# wala kayo pag asa



## lomniom

Hello everybody,

I'm new here, and I found this forum very interesting. I need to translate a sentence by somebody who send me "wala kayo pag asa". What does it means please? 

It's from a friend ex-boyfriend, (I know his phone number lol!) and I don't know what it means. Thanks for your help. =)


----------



## MariadeManila

"You're hopeless" 

That's what he means


----------



## lomniom

Heh, thanks a lot. I know he won't go nowhere with his super jealosy. Anyway glad to know that he can't even write me in English!


----------



## MariadeManila

Welcome!

Just a note.
He used the term *kayo.*
It could mean more than 1 person involved
or just a sign of respect.


----------



## David

...po kayo... then, could be either singular or plural?


----------



## MariadeManila

*"po" *alone is really used to show respect while the use of 
*"kayo"* instead of ka (singular) makes it more respectful.


----------



## kenshin

lomniom said:


> Hello everybody,
> 
> I'm new here, and I found this forum very interesting. I need to translate a sentence by somebody who send me "wala kayo pag asa". What does it means please?
> 
> It's from a friend ex-boyfriend, (I know his phone number lol!) and I don't know what it means. Thanks for your help. =)


"wala kayo pag asa" - i think this refers to your relationship. So if this is the case, contextually it would mean: "your relationship won't last or your relationship won't go any further ".


----------



## VAUGHN_RAIN

I think he is referring to you relationship now. 
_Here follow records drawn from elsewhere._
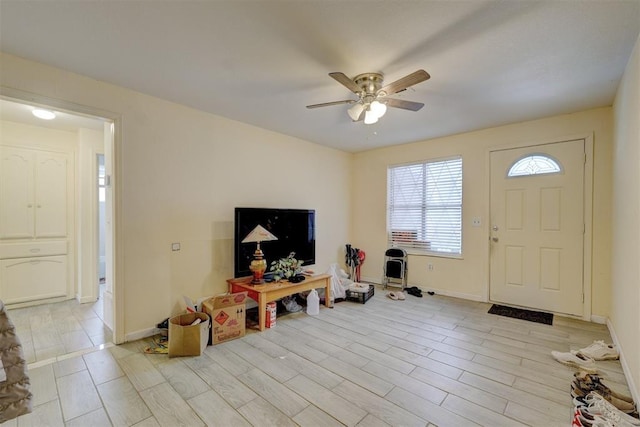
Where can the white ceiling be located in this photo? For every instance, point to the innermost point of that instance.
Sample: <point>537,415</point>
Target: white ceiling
<point>262,62</point>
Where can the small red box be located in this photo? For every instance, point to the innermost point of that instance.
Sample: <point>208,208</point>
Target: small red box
<point>270,315</point>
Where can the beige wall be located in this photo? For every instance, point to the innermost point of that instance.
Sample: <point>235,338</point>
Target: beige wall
<point>182,173</point>
<point>468,277</point>
<point>625,315</point>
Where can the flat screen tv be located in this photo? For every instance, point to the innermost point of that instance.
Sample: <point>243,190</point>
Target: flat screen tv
<point>294,228</point>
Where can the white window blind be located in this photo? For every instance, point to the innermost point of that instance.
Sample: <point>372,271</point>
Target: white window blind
<point>424,205</point>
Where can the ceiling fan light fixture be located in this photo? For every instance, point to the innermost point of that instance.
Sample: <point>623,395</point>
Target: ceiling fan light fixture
<point>378,108</point>
<point>370,117</point>
<point>355,111</point>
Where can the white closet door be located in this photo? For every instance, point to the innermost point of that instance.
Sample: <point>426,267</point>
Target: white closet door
<point>30,279</point>
<point>16,194</point>
<point>51,194</point>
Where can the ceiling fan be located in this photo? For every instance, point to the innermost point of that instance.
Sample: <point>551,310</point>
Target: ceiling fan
<point>373,98</point>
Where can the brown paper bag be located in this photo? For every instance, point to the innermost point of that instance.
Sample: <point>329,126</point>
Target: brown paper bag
<point>187,340</point>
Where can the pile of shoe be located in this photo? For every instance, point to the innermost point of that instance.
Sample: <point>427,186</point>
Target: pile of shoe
<point>415,291</point>
<point>594,410</point>
<point>291,304</point>
<point>585,358</point>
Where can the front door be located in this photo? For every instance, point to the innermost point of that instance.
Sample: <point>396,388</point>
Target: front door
<point>537,227</point>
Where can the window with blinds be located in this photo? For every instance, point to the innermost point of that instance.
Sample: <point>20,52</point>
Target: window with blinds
<point>424,206</point>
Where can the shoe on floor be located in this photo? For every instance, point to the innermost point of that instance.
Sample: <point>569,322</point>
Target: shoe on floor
<point>593,382</point>
<point>599,350</point>
<point>597,404</point>
<point>576,360</point>
<point>415,291</point>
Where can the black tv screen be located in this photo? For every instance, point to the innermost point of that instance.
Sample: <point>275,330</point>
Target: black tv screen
<point>294,228</point>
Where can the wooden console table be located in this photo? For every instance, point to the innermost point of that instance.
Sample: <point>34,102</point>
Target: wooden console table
<point>268,292</point>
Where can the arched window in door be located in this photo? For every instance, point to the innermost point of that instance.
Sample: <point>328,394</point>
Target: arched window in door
<point>534,164</point>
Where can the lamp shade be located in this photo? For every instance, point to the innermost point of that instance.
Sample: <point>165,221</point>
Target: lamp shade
<point>259,234</point>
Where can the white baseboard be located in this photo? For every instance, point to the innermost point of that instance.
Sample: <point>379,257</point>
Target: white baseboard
<point>599,319</point>
<point>84,300</point>
<point>144,333</point>
<point>635,393</point>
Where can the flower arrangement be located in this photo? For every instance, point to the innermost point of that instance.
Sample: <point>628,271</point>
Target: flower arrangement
<point>285,268</point>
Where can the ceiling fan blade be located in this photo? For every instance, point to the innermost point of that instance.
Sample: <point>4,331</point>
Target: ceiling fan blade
<point>346,82</point>
<point>405,105</point>
<point>403,83</point>
<point>328,104</point>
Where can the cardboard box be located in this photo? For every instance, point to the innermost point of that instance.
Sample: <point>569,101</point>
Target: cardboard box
<point>186,339</point>
<point>270,315</point>
<point>228,317</point>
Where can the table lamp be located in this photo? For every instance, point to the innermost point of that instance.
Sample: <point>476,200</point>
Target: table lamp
<point>259,265</point>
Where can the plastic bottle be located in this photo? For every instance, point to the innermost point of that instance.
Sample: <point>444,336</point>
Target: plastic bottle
<point>313,303</point>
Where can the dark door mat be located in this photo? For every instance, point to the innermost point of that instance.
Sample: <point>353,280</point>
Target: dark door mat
<point>519,313</point>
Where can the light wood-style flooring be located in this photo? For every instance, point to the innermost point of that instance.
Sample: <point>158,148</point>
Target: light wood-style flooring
<point>420,362</point>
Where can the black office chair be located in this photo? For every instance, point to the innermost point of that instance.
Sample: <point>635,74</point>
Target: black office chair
<point>395,267</point>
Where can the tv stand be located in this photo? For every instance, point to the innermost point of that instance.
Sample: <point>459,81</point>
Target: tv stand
<point>264,293</point>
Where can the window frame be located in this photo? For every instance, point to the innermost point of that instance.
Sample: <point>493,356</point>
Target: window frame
<point>548,157</point>
<point>412,245</point>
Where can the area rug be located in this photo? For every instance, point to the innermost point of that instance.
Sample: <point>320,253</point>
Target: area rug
<point>519,313</point>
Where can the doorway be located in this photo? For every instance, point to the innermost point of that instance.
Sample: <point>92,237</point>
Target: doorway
<point>537,236</point>
<point>94,152</point>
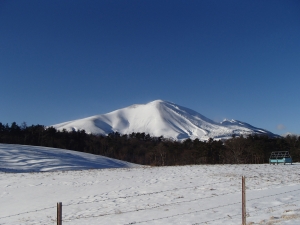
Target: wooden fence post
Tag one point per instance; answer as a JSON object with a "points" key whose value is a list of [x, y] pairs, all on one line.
{"points": [[243, 201], [59, 213]]}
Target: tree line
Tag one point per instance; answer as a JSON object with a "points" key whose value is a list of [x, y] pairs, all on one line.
{"points": [[143, 149]]}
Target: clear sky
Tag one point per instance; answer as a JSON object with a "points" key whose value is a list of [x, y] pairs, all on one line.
{"points": [[64, 60]]}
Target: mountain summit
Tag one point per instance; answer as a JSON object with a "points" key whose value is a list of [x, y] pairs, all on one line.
{"points": [[161, 118]]}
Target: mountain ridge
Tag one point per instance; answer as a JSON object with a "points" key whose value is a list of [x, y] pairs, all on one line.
{"points": [[162, 118]]}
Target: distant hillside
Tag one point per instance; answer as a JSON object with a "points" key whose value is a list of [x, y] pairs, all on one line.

It's like he's jealous.. and he telling you that you relationship with your new guy is hopeless.


----------



## cj_sandiego

lomniom said:


> Hello everybody,
> 
> I'm new here, and I found this forum very interesting. I need to translate a sentence by somebody who send me "wala kayo pag asa". What does it means please?
> 
> It's from a friend ex-boyfriend, (I know his phone number lol!) and I don't know what it means. Thanks for your help. =)



Can also mean...

*You don't stand a chance...
You don't stand any chance...

*but if it's from a ex - boyfriend..
*
You are hopeless* would be the best answer...


----------



## cj_sandiego

David said:


> ...po kayo... then, could be either singular or plural?





> from Maria de Manila
> 
> *"po" *alone is really used to show respect while the use of
> *"kayo"* instead of ka (singular) makes it more respectful.



Filipino language can be confusing... Someone can be respectful while delivering those lines to someone else...

The word *po* is really use nationally as a form of respect... 
but for *kayo* - mostly it is use by people who live in Luzon (part of the Philippines) only...


----------



## balasang

I don't think po is uniform. I speak Ilocano and we don't have 'po' however, we use the plural pronoun to show respect to older people or to officials. We also have 'titles' that would indicate respect. But no po/opo


----------